Penempatan Polisi di Bawah Kementerian; Bukan Perkara Urgen Saat Pandemi
Oleh: Chaerudin Affan, SE, M. Kesos
Peneliti Muda Indonesian Club
Pernyataan salah satu anggota DPR di Komisi III menyoal kekhawatiran beliau apabila Polisi diletakkan di bawah Kementerian dapat dilihat dari berbagai sisi. Pertama, dapat dilihat sebagai bentuk evaluasi terhadap independensi Kementerian yang diisi oleh partai politik. Atau pentingnya fokus terhadap situasi ekonomi di tengah kondisi pandemi yang belum selesai.
Pernyataan yang dipantik oleh wacana Gubernur Lemhanas tersebut patut menjadi perhatian. Tidak dapat dipungkiri masalah keamanan dan pertahanan nasional adalah hal yang sangat penting. Maka harus di tempatkan dalam wacana khusus yang dibahas secara tematik, bukan direspon secara serampangan dan akhirnya membuat kegaduhan. Terlebih terdapat komentar yang seolah mendeskriditkan salah satu penyelenggara Pertahanan Nasional yang lebih dahulu diletakan di bawah Kementerian. Jangan sampai komentar tersebut menyinggung yang lainnya, dan menimbulkan konflik antara penyelenggara Keamanan dan Pertahanan Nasional.

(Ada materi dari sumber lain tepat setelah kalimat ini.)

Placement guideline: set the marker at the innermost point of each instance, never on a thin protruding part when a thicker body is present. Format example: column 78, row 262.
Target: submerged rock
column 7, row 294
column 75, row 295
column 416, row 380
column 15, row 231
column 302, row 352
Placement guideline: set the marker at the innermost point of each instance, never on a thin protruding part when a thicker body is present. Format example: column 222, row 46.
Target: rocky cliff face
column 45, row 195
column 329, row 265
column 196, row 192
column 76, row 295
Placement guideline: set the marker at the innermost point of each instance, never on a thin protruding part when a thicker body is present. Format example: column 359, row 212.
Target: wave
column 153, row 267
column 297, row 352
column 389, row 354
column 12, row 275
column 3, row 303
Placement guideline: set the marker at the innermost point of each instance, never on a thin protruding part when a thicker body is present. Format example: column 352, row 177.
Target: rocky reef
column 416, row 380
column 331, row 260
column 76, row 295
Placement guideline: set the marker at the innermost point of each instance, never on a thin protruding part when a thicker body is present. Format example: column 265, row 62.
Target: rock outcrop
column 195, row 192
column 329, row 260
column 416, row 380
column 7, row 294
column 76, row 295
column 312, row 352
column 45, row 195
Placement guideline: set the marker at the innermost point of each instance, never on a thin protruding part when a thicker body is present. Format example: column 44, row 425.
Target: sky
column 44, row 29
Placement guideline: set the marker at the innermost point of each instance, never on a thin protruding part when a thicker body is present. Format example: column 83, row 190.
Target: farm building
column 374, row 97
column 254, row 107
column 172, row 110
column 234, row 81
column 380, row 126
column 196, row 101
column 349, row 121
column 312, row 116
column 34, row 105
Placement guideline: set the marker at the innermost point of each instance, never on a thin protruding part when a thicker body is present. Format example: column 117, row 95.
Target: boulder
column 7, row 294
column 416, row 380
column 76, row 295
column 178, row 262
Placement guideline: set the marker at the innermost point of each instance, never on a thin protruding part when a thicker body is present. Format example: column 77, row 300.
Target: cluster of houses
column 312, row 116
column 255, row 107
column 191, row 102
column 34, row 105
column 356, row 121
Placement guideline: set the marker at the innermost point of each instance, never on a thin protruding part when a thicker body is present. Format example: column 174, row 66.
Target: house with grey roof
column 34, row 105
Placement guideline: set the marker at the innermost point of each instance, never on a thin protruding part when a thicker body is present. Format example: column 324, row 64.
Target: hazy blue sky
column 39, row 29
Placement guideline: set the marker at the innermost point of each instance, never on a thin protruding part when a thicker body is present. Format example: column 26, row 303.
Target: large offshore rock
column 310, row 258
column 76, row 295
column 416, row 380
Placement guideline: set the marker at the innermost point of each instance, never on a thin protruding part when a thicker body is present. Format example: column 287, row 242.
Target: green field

Wacana peletakan Polisi di bawah sebuah Kementerian bukanlah hal yang baru. Setidaknya sudah satu dekade ini wacana tersebut sering mengisi ruang publik. Pada tahun 2014, Menteri Pertahanan saat itu Bpk Ryamizard Ryacudu pernah mengusulkan hal itu. Pada tahun 2019, pakar Hukum Tata Negara Jimly Asshiddiqie juga pernah melontarkan penolakan wacana tersebut. Perdebatan akan terus berlanjut sampai terbentuk sebuah konsepsi ideal yang sesuai dengan kondisi.
Untuk sekedar diingat, bahwa rekonstruksi institusi Pertahanan dan keamanan seperti TNI dan Polisi sudah dimulai sejak awal Reformasi. Polisi di tarik keluar dari struktur Tentara Nasional Indonesia (TNI). Sedangkan selanjutnya TNI ditempatkan di bawah Kementerian Pertahanan. Tentu konsepsi ini mungkin dirasa tepat saat itu. Adapun terdapat pandangan lain yang kritis terhadap konstruksi baru, melihat bahwa model tersebut merupakan bentuk trauma terhadap dwi fungsi abri yang ditetapkan sebelumnya.
Apapun pandangan satir tentang konstruksi lembaga Pertahanan dan keamanan pasca 1998, yang paling nyata adalah apa yang hari ini berjalan. Namun setidaknya mungkin sudah 2 dekade penerapan konstruksi tersebut berjalan, menjadi wajar apabila dilakukan evaluasi yang tidak serta merta menjadi sebuah keputusan. Tentu perlu kajian yang mendalam dan koperhensif bila ingin diputuskan. Hal itu agar setiap lembaga Pertahanan dan Keamanan dapat berfungsi secara efektif untuk memberikan perlindungan, pelayanan dan pengayoman bagi rakyat Indonesia.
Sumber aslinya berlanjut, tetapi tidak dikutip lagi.